In this scheme, R is the receptor, A is ACh, A₂R is the bi-liganded species, AR* and A₂R* are the mono-liganded and bi-liganded open state of the receptor– ligand complex, respectively, B is the block molecule and A2R* is the blocked state of the channel. k₊₁ and k₊₂ are the binding rate constants and k₋₁ and k₋₂ the first and second dissociation rate constants for the first and second site, respectively. α₁ and α₂ are the fast and slow closing rate constants, respectively, and β₁ and β₂ are the open rate constants, respectively. k_+b is the blocking rate and k_−b is the rate of opening from the blocked state. The dead time used was set to 30 µs.
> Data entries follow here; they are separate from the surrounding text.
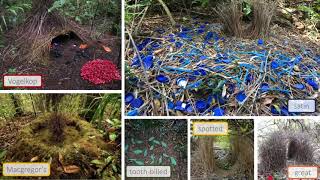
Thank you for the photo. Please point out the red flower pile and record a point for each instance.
(100, 71)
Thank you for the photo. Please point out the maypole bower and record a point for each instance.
(34, 36)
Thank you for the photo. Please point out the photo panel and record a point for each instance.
(156, 149)
(60, 45)
(222, 149)
(203, 64)
(288, 148)
(60, 136)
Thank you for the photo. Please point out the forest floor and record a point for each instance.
(183, 57)
(175, 147)
(65, 63)
(223, 169)
(83, 148)
(10, 129)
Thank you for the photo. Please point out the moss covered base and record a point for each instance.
(81, 144)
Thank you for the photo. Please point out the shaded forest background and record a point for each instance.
(103, 15)
(301, 15)
(79, 134)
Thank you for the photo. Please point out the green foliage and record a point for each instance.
(107, 166)
(203, 3)
(247, 8)
(12, 13)
(106, 100)
(312, 12)
(154, 157)
(7, 109)
(133, 11)
(105, 14)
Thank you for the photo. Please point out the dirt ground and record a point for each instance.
(62, 72)
(171, 138)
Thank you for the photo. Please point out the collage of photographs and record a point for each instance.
(160, 89)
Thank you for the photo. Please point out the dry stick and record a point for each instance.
(258, 84)
(144, 70)
(165, 7)
(140, 22)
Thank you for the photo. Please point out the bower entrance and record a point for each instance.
(224, 157)
(68, 48)
(80, 145)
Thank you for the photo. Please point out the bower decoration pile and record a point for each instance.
(33, 38)
(100, 71)
(192, 69)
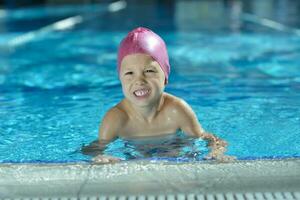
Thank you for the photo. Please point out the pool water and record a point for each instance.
(55, 88)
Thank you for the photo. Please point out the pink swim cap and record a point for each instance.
(143, 40)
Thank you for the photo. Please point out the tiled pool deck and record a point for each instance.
(148, 178)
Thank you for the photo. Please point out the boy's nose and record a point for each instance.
(140, 80)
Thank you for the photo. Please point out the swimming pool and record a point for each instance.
(58, 78)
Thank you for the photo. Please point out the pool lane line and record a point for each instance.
(269, 23)
(61, 25)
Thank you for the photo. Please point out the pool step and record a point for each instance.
(220, 196)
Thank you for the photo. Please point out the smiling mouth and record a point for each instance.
(141, 93)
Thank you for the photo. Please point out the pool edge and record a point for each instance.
(148, 178)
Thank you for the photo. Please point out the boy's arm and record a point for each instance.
(189, 124)
(111, 125)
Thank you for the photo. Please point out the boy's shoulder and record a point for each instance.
(117, 115)
(174, 102)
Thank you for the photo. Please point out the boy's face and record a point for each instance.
(142, 79)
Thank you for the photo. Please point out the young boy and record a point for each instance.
(146, 110)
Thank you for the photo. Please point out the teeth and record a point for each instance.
(140, 93)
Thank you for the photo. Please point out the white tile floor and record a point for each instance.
(267, 179)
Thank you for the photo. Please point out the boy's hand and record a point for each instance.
(104, 159)
(218, 148)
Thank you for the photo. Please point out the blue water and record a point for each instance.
(55, 88)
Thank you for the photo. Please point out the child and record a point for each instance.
(147, 111)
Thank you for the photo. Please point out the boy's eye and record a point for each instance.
(128, 73)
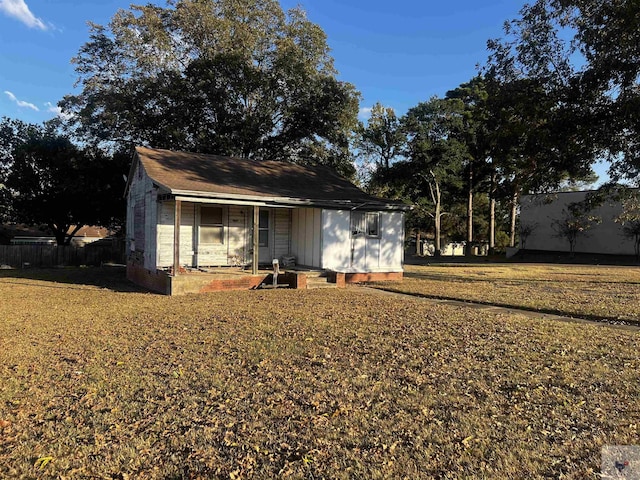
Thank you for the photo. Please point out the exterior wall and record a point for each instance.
(141, 224)
(540, 211)
(336, 246)
(232, 251)
(282, 232)
(306, 236)
(346, 253)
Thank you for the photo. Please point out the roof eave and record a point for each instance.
(188, 195)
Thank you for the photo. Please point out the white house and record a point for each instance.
(540, 214)
(189, 212)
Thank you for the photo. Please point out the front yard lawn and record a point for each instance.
(301, 384)
(589, 292)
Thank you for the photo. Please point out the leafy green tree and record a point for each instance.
(629, 218)
(232, 77)
(434, 158)
(597, 95)
(382, 139)
(575, 222)
(473, 132)
(51, 181)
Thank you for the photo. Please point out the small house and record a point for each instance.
(542, 217)
(189, 215)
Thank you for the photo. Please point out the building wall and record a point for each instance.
(141, 215)
(282, 232)
(306, 236)
(233, 250)
(540, 212)
(343, 252)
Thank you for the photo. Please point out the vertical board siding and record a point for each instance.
(165, 235)
(342, 252)
(282, 232)
(306, 236)
(211, 255)
(392, 240)
(336, 240)
(317, 244)
(236, 235)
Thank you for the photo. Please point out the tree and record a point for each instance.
(472, 131)
(629, 219)
(601, 93)
(435, 157)
(240, 78)
(575, 223)
(381, 141)
(53, 182)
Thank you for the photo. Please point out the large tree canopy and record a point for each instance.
(232, 77)
(50, 181)
(584, 56)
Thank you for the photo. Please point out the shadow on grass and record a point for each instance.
(113, 278)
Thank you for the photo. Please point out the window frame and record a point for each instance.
(211, 226)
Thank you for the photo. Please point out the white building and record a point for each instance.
(189, 211)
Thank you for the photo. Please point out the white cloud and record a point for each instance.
(21, 103)
(19, 10)
(58, 111)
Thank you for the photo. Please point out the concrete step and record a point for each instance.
(319, 282)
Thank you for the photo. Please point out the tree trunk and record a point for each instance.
(492, 214)
(436, 196)
(469, 249)
(514, 215)
(437, 217)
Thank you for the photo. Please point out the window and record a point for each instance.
(365, 223)
(263, 228)
(211, 228)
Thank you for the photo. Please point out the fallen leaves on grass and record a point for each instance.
(602, 292)
(303, 384)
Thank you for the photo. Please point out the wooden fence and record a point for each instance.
(43, 256)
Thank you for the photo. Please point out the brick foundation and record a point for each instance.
(158, 282)
(373, 277)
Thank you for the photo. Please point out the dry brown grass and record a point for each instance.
(300, 384)
(590, 292)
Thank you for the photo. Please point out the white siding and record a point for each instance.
(165, 216)
(391, 241)
(143, 194)
(336, 240)
(306, 236)
(282, 231)
(541, 211)
(342, 252)
(208, 255)
(237, 235)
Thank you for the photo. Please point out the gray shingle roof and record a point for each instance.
(214, 176)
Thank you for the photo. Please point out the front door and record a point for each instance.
(265, 237)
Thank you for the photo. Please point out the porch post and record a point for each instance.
(177, 219)
(256, 239)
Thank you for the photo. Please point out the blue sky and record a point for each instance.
(398, 53)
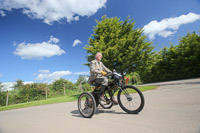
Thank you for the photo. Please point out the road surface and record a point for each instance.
(172, 108)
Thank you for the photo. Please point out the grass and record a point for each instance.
(56, 100)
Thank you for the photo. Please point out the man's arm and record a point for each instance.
(93, 68)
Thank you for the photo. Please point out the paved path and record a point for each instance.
(172, 108)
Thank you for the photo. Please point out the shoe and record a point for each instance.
(102, 98)
(114, 101)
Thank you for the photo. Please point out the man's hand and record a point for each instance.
(103, 73)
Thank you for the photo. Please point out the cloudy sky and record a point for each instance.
(43, 40)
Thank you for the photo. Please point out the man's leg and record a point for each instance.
(104, 83)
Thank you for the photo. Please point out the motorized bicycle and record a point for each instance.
(129, 97)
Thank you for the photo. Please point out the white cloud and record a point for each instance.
(53, 10)
(2, 13)
(45, 74)
(39, 50)
(76, 42)
(82, 73)
(168, 26)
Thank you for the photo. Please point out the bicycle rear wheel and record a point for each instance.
(86, 105)
(106, 104)
(130, 99)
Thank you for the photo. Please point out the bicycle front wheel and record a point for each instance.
(86, 105)
(130, 99)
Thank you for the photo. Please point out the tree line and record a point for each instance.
(127, 50)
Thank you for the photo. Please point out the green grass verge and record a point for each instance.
(57, 100)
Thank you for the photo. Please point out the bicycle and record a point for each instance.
(127, 95)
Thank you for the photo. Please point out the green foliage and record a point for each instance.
(177, 62)
(134, 78)
(124, 48)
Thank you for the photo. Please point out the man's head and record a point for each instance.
(98, 56)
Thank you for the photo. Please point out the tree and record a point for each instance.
(19, 83)
(177, 62)
(124, 48)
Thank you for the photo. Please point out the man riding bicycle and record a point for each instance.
(98, 74)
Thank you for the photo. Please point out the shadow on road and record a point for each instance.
(98, 111)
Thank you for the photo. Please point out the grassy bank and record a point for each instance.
(57, 100)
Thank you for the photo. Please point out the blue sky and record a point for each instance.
(43, 40)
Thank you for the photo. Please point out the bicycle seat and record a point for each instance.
(97, 84)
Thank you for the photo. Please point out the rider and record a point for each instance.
(97, 74)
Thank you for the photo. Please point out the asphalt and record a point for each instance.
(174, 107)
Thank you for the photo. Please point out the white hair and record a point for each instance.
(97, 54)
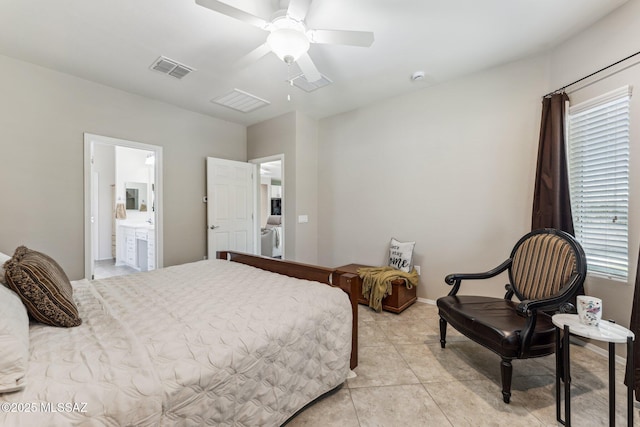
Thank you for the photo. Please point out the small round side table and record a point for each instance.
(605, 331)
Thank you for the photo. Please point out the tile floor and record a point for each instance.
(106, 268)
(404, 378)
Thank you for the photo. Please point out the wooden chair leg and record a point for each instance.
(443, 332)
(506, 371)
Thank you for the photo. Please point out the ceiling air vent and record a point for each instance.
(240, 101)
(304, 84)
(169, 66)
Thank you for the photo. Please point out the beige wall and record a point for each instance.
(43, 116)
(608, 41)
(295, 136)
(451, 167)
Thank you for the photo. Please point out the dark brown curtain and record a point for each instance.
(634, 325)
(551, 203)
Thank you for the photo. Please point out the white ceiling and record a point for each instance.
(114, 42)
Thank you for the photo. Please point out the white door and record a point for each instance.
(230, 206)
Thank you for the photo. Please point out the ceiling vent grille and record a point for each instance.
(240, 101)
(301, 82)
(169, 66)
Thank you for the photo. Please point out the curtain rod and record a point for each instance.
(591, 75)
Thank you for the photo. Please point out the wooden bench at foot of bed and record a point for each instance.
(346, 281)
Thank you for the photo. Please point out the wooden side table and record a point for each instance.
(605, 331)
(401, 297)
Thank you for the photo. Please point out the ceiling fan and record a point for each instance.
(289, 38)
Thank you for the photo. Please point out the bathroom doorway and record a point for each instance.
(271, 206)
(123, 206)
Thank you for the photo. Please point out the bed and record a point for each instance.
(219, 342)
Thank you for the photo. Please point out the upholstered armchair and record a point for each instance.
(546, 269)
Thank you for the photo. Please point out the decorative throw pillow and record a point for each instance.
(43, 287)
(3, 258)
(401, 255)
(14, 341)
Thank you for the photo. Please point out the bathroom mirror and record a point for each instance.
(136, 196)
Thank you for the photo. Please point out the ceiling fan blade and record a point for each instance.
(352, 38)
(298, 9)
(308, 68)
(233, 12)
(252, 56)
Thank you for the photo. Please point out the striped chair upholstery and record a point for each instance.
(541, 265)
(546, 270)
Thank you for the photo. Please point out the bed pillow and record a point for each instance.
(43, 287)
(401, 255)
(3, 258)
(14, 341)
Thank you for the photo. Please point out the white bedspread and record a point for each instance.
(207, 343)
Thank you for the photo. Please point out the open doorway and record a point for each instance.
(271, 206)
(123, 206)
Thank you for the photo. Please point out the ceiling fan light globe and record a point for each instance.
(288, 44)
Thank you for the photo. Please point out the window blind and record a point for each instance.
(598, 155)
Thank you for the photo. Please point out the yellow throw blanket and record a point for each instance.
(376, 283)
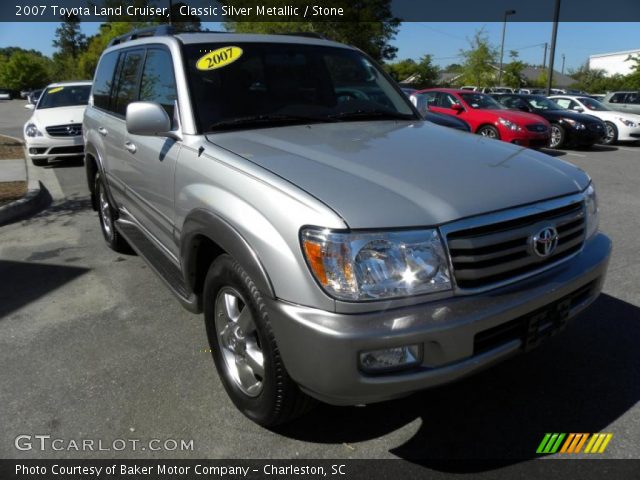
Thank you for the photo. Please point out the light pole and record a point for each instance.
(504, 30)
(554, 36)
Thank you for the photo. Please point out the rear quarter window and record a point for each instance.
(104, 80)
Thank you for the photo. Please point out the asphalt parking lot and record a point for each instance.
(92, 345)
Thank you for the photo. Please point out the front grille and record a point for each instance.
(497, 252)
(66, 150)
(70, 130)
(538, 127)
(528, 330)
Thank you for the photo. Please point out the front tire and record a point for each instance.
(611, 135)
(489, 132)
(558, 136)
(244, 348)
(108, 216)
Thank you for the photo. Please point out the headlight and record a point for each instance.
(32, 131)
(574, 124)
(509, 124)
(591, 204)
(370, 266)
(626, 122)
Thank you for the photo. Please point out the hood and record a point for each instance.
(401, 174)
(46, 117)
(578, 117)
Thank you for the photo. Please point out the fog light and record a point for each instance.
(390, 358)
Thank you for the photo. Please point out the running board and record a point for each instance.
(160, 263)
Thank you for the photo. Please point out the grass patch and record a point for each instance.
(10, 191)
(10, 149)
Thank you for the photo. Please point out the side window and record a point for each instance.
(127, 90)
(104, 80)
(158, 81)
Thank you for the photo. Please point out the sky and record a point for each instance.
(441, 40)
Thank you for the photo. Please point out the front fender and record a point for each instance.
(204, 223)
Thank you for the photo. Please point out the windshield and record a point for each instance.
(65, 96)
(543, 103)
(481, 101)
(594, 105)
(257, 84)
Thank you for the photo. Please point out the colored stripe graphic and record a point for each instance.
(551, 442)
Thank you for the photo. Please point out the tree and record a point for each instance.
(402, 69)
(366, 24)
(69, 42)
(88, 60)
(632, 81)
(477, 67)
(24, 70)
(427, 72)
(512, 76)
(69, 39)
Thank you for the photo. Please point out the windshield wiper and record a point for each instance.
(265, 119)
(380, 114)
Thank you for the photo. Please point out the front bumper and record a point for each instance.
(320, 349)
(45, 147)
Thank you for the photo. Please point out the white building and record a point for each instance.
(613, 63)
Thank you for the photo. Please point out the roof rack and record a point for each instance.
(306, 34)
(142, 33)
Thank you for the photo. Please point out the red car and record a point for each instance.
(487, 117)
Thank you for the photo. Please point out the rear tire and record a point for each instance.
(489, 132)
(558, 136)
(244, 348)
(40, 162)
(611, 135)
(108, 216)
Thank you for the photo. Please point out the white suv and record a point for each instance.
(55, 128)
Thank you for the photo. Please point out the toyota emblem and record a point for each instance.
(544, 242)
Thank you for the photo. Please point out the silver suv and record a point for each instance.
(341, 248)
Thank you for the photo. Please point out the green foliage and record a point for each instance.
(402, 69)
(512, 73)
(367, 24)
(595, 80)
(24, 69)
(426, 72)
(477, 67)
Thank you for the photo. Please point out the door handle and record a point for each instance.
(131, 147)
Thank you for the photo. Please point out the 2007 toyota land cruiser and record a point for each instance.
(340, 247)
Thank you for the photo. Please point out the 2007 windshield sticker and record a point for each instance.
(219, 58)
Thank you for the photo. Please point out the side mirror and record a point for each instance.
(148, 118)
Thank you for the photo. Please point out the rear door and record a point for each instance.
(125, 91)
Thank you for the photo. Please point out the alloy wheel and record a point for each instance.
(237, 336)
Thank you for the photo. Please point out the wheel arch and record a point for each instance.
(205, 235)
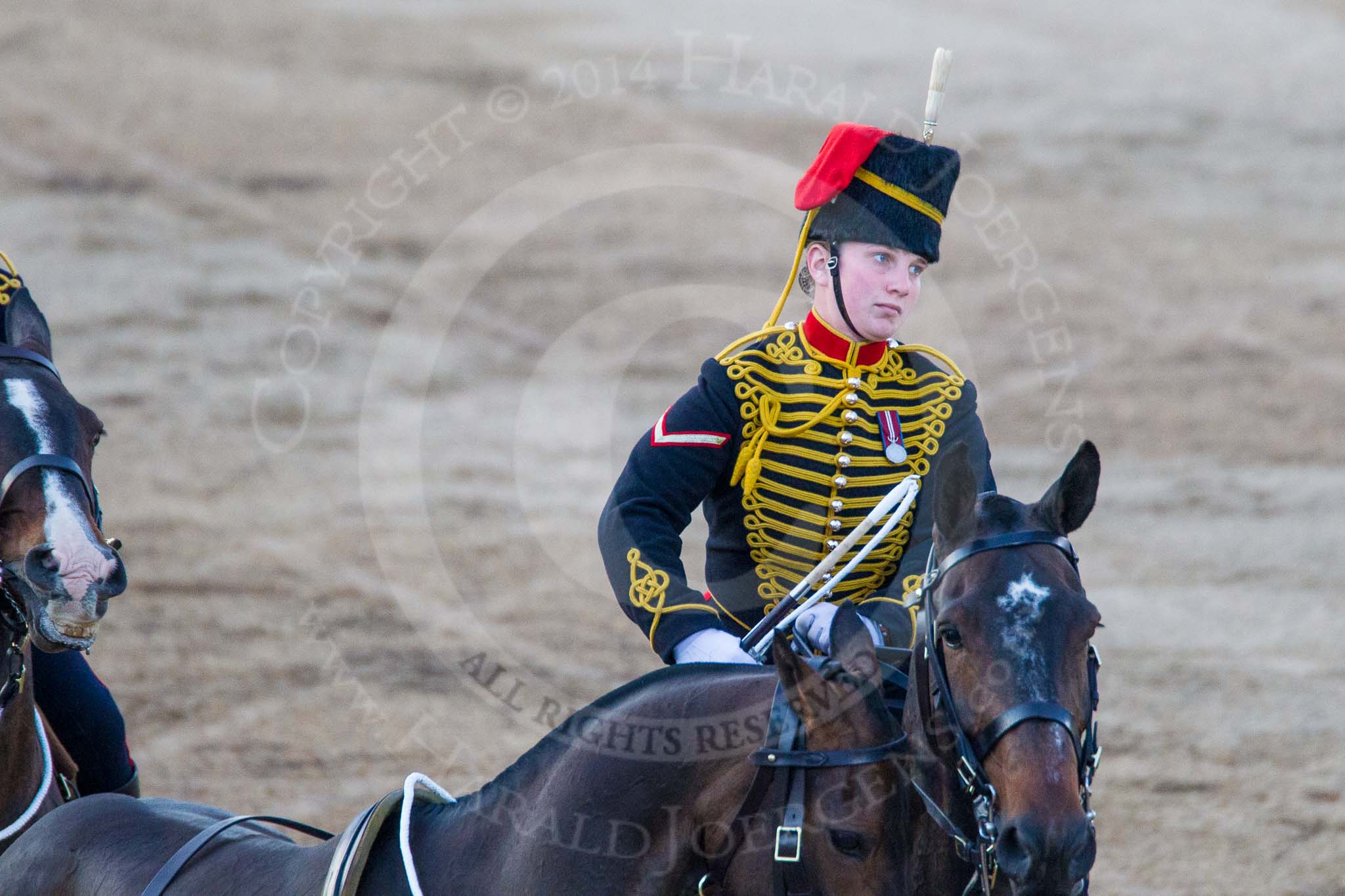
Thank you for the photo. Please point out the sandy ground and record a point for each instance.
(366, 396)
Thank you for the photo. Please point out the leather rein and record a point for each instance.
(967, 753)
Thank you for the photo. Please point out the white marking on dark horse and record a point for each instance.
(73, 543)
(1024, 603)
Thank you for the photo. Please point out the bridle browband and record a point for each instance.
(47, 461)
(969, 753)
(786, 748)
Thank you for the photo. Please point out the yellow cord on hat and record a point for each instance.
(794, 270)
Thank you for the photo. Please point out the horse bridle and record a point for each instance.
(971, 752)
(786, 748)
(12, 667)
(49, 461)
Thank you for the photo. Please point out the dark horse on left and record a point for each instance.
(659, 789)
(58, 572)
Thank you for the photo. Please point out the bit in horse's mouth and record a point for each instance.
(47, 634)
(65, 634)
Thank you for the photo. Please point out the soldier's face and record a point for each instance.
(881, 285)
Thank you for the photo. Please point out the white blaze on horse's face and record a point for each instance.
(78, 554)
(1024, 602)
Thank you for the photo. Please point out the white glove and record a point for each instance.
(711, 645)
(814, 628)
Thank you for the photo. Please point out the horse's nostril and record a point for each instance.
(42, 567)
(1013, 851)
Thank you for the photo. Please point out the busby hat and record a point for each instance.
(872, 186)
(876, 187)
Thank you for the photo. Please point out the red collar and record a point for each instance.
(839, 349)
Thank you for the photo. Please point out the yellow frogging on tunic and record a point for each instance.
(649, 591)
(793, 400)
(9, 280)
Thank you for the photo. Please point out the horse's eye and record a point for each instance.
(849, 843)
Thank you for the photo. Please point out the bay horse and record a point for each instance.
(1001, 742)
(662, 788)
(55, 570)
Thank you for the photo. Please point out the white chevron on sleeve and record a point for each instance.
(663, 438)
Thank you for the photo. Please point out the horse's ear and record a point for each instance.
(852, 645)
(954, 492)
(24, 326)
(1070, 500)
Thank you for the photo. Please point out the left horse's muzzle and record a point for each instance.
(1047, 860)
(85, 580)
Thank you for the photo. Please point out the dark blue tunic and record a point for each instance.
(780, 444)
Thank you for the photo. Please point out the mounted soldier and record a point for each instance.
(795, 431)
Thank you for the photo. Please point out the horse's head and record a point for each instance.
(1013, 625)
(51, 545)
(849, 833)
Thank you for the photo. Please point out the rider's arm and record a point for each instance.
(963, 426)
(670, 472)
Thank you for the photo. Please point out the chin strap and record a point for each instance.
(834, 267)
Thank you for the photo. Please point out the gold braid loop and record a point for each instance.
(649, 591)
(748, 467)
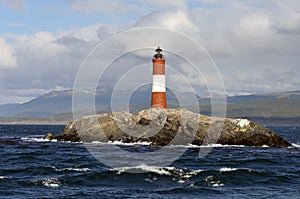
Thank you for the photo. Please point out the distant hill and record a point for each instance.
(56, 106)
(57, 102)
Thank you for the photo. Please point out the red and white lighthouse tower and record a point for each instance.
(159, 99)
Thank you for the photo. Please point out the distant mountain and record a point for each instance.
(5, 109)
(57, 105)
(57, 102)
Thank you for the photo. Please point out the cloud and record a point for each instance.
(93, 6)
(15, 5)
(8, 58)
(255, 44)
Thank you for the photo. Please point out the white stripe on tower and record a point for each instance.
(158, 99)
(159, 83)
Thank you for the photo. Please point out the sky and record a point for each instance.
(255, 44)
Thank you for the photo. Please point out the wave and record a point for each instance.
(296, 145)
(228, 169)
(118, 143)
(37, 139)
(3, 177)
(48, 182)
(158, 170)
(73, 169)
(41, 139)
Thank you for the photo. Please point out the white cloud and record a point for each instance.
(94, 6)
(8, 57)
(16, 5)
(256, 44)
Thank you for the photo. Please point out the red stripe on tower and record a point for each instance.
(159, 99)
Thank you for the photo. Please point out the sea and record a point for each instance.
(33, 167)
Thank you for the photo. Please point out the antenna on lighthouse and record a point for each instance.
(158, 99)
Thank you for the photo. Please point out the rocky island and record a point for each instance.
(161, 127)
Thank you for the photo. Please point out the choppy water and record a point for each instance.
(34, 168)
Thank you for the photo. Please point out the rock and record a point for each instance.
(163, 127)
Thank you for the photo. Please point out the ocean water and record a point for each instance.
(32, 167)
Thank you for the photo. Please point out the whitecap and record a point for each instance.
(3, 177)
(228, 169)
(296, 145)
(48, 182)
(71, 169)
(75, 169)
(36, 139)
(118, 143)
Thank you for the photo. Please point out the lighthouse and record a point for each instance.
(158, 99)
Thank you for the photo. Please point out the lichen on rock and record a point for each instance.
(162, 127)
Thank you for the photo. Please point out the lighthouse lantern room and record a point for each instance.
(158, 99)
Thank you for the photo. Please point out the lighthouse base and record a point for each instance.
(159, 100)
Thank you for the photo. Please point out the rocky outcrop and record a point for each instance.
(163, 127)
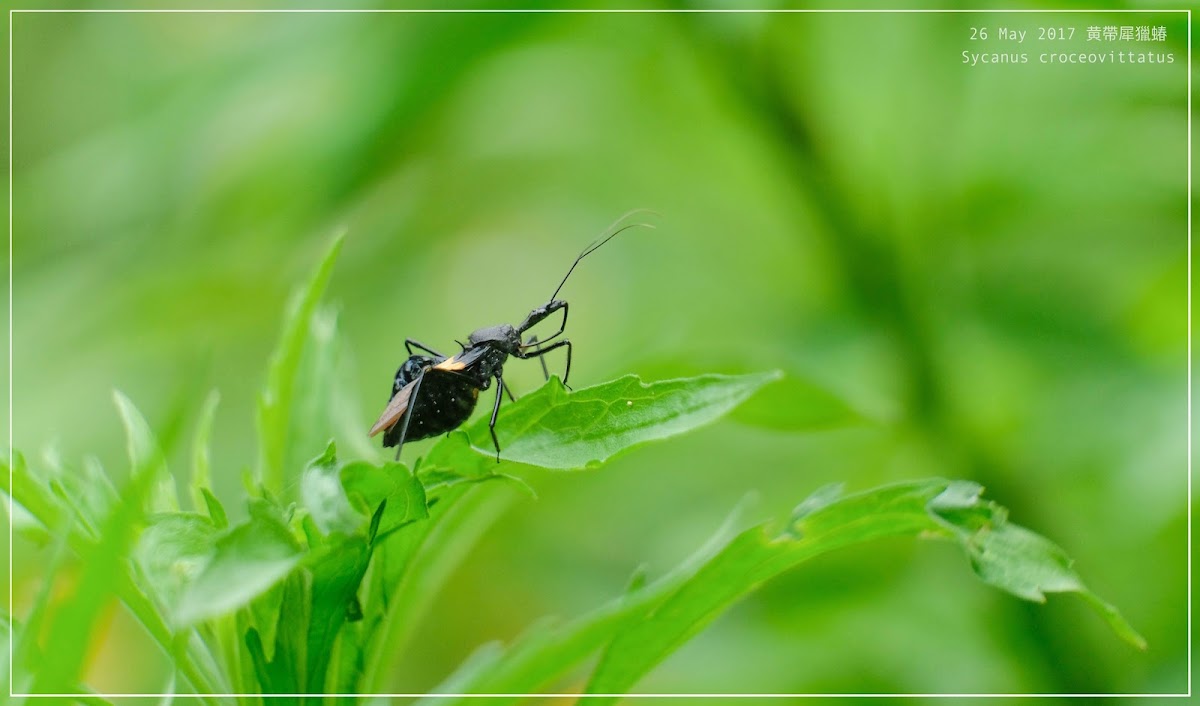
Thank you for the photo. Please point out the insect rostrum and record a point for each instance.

Probability density functions of open and closed durations were calculated from the fitted rate constants and superimposed on the experimental dwell-time histograms (Qin et al., 1996).

Calcium permeability

Recordings from HEK-293 cells were obtained in whole cell configuration with an Axoclamp 200B amplifier and digitized through a Digidata 1320A (Axon Instruments) at 22–23°C. Patch electrodes were as above except with resistances of 2 –4 MΩ. The electrode solution was composed of 145 mM CsCl, 10 mM HEPES and 5 mM 1,2-bis(2-aminophenoxy)ethane-N,N,N′,N′-tetra acetate (pH 7.3). Recordings were initiated in extracellular solution containing 150 mM CsCl, 1 mM CaCl₂ and 10 mM HEPES (pH 7.3). To determine the reversal potential of the AChRs voltage, ramp protocols were applied while a fast step perfusion system (Warner Instruments, Hamden, CT) applied an extracellular solution containing 100 µM ACh. This protocol was succeeded by repeating the ramp protocol with a solution containing 100 µM ACh. The data were acquired using the pClamp 8 software (Axon Instruments) in a Pentium III personal computer. The value of the reversal potential was determined for the different mutations at 1 mM and 10 mM CaCl₂. The calcium permeability was determined by using an extended GHK equation used to calculate the relative ion permeabilities with respect to Cs⁺ (Castro and Albuquerque, 1995):

$$\frac{P_{\mathrm{C}\mathrm{a}}}{P_{\mathrm{C}\mathrm{s}}}\frac{{[\mathrm{C}{\mathrm{s}}^{+}]}_O(1-e^{\mathrm{\Delta }{V}_{\text{rev}}F/\mathrm{R}\mathrm{T}})}{4{\left[\mathrm{C}{\mathrm{a}}_1^{2+}\right]}_O{e}^{\mathrm{\Delta }{V}_{\text{rev}}F/\mathrm{R}\mathrm{T}}{(1+e^{\mathrm{\Delta }{V}_{\text{rev}1}F/\mathrm{R}\mathrm{T}})}^{-1}-4{[\mathrm{C}{\mathrm{a}}_{10}^{2+}]}_O{(1+e^{\mathrm{\Delta }{V}_{\text{rev}10}F/\mathrm{R}\mathrm{T}})}^{-1}}$$

Permeability calculations were made using the Mathematica 4.1 (Wolfram Research Inc, Champaign, IL) software. Statistical analyses of these results were made using the StatView (SAS institute Inc, Cary NC) software package.